Contudo, as cidades brasileiras estão constantemente sendo ameaçadas por uma sociedade de massa, que tendo em vista o consumismo, estrutura-se para o aumento da produção em detrimento da felicidade do homem. Essas mesmas cidades, segundo Carlos Nelson F. dos Santos

cumprem a função de diques. Têm de absorver e dar destino às vagas de migrantes. São escolhidas como as sedes favoritas das aventuras do capital e dos programas de governo. São maltratadas à exaustão e o mau exemplo vem de cima. Sofrem grandes reviravoltas. (...) a falta de afetividade pelos lugares e pelo que representam é um caminho

35 reto para a pobreza cultural. As pessoas ficam desorientadas quando não conseguem mais entender a linguagem espacial que vivem no cotidiano e que lhes diz, neste presente particular, há passados respeitáveis e futuros esperançosos. Ficam perigosamente desorientadas; perdem um dos mais importantes parâmetros morais. (Santos,C., 1988: 47)
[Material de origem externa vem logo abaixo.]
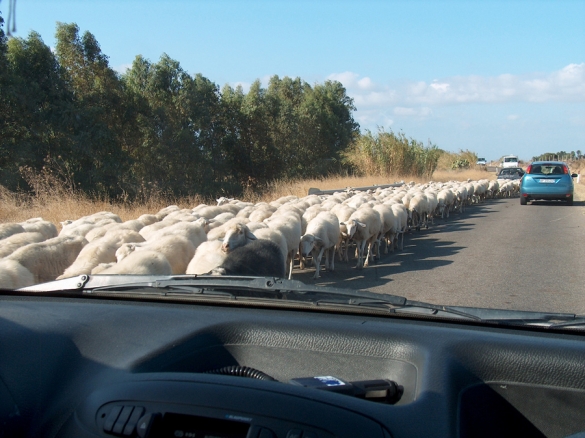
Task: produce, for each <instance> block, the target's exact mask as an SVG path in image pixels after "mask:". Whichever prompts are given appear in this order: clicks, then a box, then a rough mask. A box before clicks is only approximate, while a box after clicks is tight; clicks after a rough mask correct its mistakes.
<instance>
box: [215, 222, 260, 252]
mask: <svg viewBox="0 0 585 438" xmlns="http://www.w3.org/2000/svg"><path fill="white" fill-rule="evenodd" d="M250 240H256V236H254V234H252V232H251V231H250V229H249V228H248V226H247V225H246V224H243V223H237V224H234V225H233V226H232V227H230V228H229V229H228V230H227V231H226V233H225V237H224V238H223V244H222V245H221V250H222V251H223V252H226V253H227V252H230V251H233V250H234V249H236V248H239V247H240V246H244V245H245V244H246V243H248V242H249V241H250Z"/></svg>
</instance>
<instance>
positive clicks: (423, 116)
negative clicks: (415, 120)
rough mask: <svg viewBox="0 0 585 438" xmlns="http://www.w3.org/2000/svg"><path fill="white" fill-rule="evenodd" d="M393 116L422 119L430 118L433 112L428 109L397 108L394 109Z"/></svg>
mask: <svg viewBox="0 0 585 438" xmlns="http://www.w3.org/2000/svg"><path fill="white" fill-rule="evenodd" d="M394 114H396V115H397V116H406V117H421V118H424V117H429V116H432V115H433V110H432V109H431V108H429V107H420V108H410V107H402V106H397V107H395V108H394Z"/></svg>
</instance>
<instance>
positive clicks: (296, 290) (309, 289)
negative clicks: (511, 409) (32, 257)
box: [18, 275, 585, 328]
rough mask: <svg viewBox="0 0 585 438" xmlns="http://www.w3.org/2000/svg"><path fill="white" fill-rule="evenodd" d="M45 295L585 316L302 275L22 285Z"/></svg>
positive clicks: (430, 314) (73, 281) (500, 316)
Infelizmente, dentro da sociedade atual, o

ter adquire uma relevância excessiva, o velho parece inútil, o público parece de ninguém, o novo é super valorizado mas imediatamente esquecido pelo mais novo, os meios justificam os meios, pois quem tem tempo de pensar em fins? (ZEIN, 1993:34-35)
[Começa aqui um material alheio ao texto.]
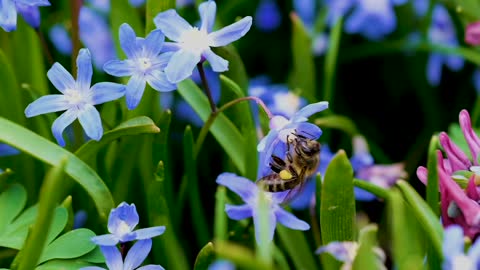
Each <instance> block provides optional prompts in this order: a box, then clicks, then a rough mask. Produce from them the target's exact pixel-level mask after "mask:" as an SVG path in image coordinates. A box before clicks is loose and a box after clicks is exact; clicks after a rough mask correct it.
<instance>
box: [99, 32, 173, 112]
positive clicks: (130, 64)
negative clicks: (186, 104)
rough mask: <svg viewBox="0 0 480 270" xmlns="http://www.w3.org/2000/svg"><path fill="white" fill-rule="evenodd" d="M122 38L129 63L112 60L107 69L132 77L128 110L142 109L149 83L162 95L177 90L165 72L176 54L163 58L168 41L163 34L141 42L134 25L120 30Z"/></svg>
mask: <svg viewBox="0 0 480 270" xmlns="http://www.w3.org/2000/svg"><path fill="white" fill-rule="evenodd" d="M119 38H120V46H121V47H122V50H123V51H124V52H125V55H126V56H127V57H128V59H126V60H110V61H108V62H107V63H105V65H104V66H103V69H104V70H105V71H106V72H107V73H108V74H110V75H113V76H117V77H124V76H131V77H130V79H129V80H128V83H127V92H126V99H127V107H128V109H130V110H132V109H135V108H136V107H137V106H138V104H139V103H140V100H141V99H142V96H143V92H144V91H145V86H146V84H147V82H148V84H149V85H150V86H151V87H152V88H153V89H155V90H157V91H159V92H166V91H172V90H174V89H176V88H177V87H176V85H174V84H171V83H170V82H169V81H168V80H167V77H166V76H165V72H164V71H163V69H164V68H165V66H166V65H167V63H168V61H169V60H170V58H171V57H172V53H163V54H160V50H161V49H162V46H163V41H164V38H165V37H164V35H163V34H162V32H161V31H160V30H154V31H152V32H150V34H148V36H147V37H146V38H140V37H137V36H136V35H135V32H134V31H133V29H132V27H130V25H128V24H126V23H124V24H122V25H121V26H120V31H119Z"/></svg>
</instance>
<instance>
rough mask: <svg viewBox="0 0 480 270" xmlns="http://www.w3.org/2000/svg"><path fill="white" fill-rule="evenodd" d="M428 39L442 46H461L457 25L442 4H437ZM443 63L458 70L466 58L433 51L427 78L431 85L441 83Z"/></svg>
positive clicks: (459, 69)
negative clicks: (442, 67) (457, 35)
mask: <svg viewBox="0 0 480 270" xmlns="http://www.w3.org/2000/svg"><path fill="white" fill-rule="evenodd" d="M428 40H429V41H430V42H431V43H433V44H439V45H442V46H450V47H458V46H459V43H458V40H457V36H456V31H455V25H454V24H453V22H452V20H451V18H450V15H449V14H448V11H447V9H446V8H445V7H444V6H442V5H439V4H436V5H435V7H434V9H433V14H432V24H431V26H430V29H429V31H428ZM443 64H445V65H446V66H447V67H448V68H450V69H451V70H454V71H458V70H460V69H462V68H463V64H464V60H463V58H462V57H460V56H456V55H443V54H440V53H436V52H435V53H431V54H430V56H429V58H428V62H427V80H428V82H429V83H430V85H432V86H437V85H439V84H440V80H441V78H442V67H443Z"/></svg>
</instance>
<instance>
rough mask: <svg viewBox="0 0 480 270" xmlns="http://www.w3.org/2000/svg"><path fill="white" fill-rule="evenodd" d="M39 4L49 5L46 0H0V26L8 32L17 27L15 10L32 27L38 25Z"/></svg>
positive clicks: (38, 22) (38, 18)
mask: <svg viewBox="0 0 480 270" xmlns="http://www.w3.org/2000/svg"><path fill="white" fill-rule="evenodd" d="M39 6H50V2H49V1H48V0H0V27H2V28H3V30H5V31H7V32H10V31H13V30H15V29H16V28H17V12H18V13H20V14H21V15H22V17H23V18H24V19H25V21H26V22H27V23H28V24H29V25H30V26H32V27H33V28H38V27H39V26H40V11H39V10H38V7H39Z"/></svg>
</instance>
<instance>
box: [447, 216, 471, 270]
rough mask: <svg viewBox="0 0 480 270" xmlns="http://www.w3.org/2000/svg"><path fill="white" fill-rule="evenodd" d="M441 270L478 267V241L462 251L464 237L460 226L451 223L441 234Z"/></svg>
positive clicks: (466, 268)
mask: <svg viewBox="0 0 480 270" xmlns="http://www.w3.org/2000/svg"><path fill="white" fill-rule="evenodd" d="M442 246H443V256H444V260H443V264H442V269H443V270H458V269H463V270H475V269H479V268H480V241H478V240H477V241H475V243H474V244H473V245H472V246H471V247H470V248H469V250H468V253H467V254H465V251H464V238H463V230H462V227H460V226H458V225H451V226H448V227H447V228H446V229H445V234H444V235H443V245H442Z"/></svg>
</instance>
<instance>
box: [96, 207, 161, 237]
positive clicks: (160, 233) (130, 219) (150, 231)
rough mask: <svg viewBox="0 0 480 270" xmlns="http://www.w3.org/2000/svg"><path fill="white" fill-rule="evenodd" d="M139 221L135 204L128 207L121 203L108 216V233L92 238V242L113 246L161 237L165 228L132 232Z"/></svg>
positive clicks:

Segundo Sachs (1995), a mundialização baseia-se num projeto que desafia as riquezas e pluralidades culturais; tende a massificar e destruir as diferentes identidades culturais dos povos. Portanto, é preciso conter o processo de “desmemorização” nas cidades. Nas últimas décadas um novo patamar começou a ser buscado pelas políticas de preservação, para superar os impasses colocados pelo zoneamento restritivo, surgiu a ideia da conservação integrada. Na Europa, a partir dos anos 70, a ameaça da destruição por grandes obras e intervenções imobiliárias se dissipou, ao mesmo tempo, percebeu-se que a estagnação das regiões protegidas não contribuía para sua conservação, além de penalizar bairros e habitantes. A visão dos edifícios históricos como monumentos nacionais ou peças de museus foi sendo substituída pela ideia da cidade como complexo cultural, formado pela sobreposição de diferentes épocas. Usos e conteúdos – em que a população local e a vitalidade da ocupação são elementos tão importantes para a conservação da memória urbana quanto a integridade física das construções. A noção de patrimônio se inseriu, portanto, no projeto mais amplo de construção de uma identidade nacional, e passou a servir ao processo de consolidação dos estados-nações modernos, com a função de reforçar a noção de cidadania. A preservação de áreas urbanas degradadas de valor histórico-cultural tem sido foco de atenção, por parte dos agentes governamentais, nas experiências urbanísticas mais recentes no campo internacional. Essas experiências têm apresentado, segundo os seus contextos, uma gama de soluções bastante ampla, seja nos níveis e padrões de intervenção, seja nos modelos e estratégias de gestão adotados para enfrentar o problema de preservação sustentável do patrimônio cultural urbano. “A questão da preservação do patrimônio arquitetônico nacional deve estar vinculada à problemática urbana, para ser entendida não como um entrave, mas como fator de desenvolvimento urbano.” (Lawrence,J., 1981:16) No Brasil, apesar das tentativas realizadas ao longo das últimas três décadas, da busca de formas mais

36

adequadas para a preservação desse patrimônio, reconhece-se cada vez mais, a urgência quanto à articulação da política cultural às demais políticas setoriais que incidem sobre as cidades, como as políticas de desenvolvimento urbano, do meio ambiente, da educação, do turismo, ou seja, de uma maneira interdisciplinar.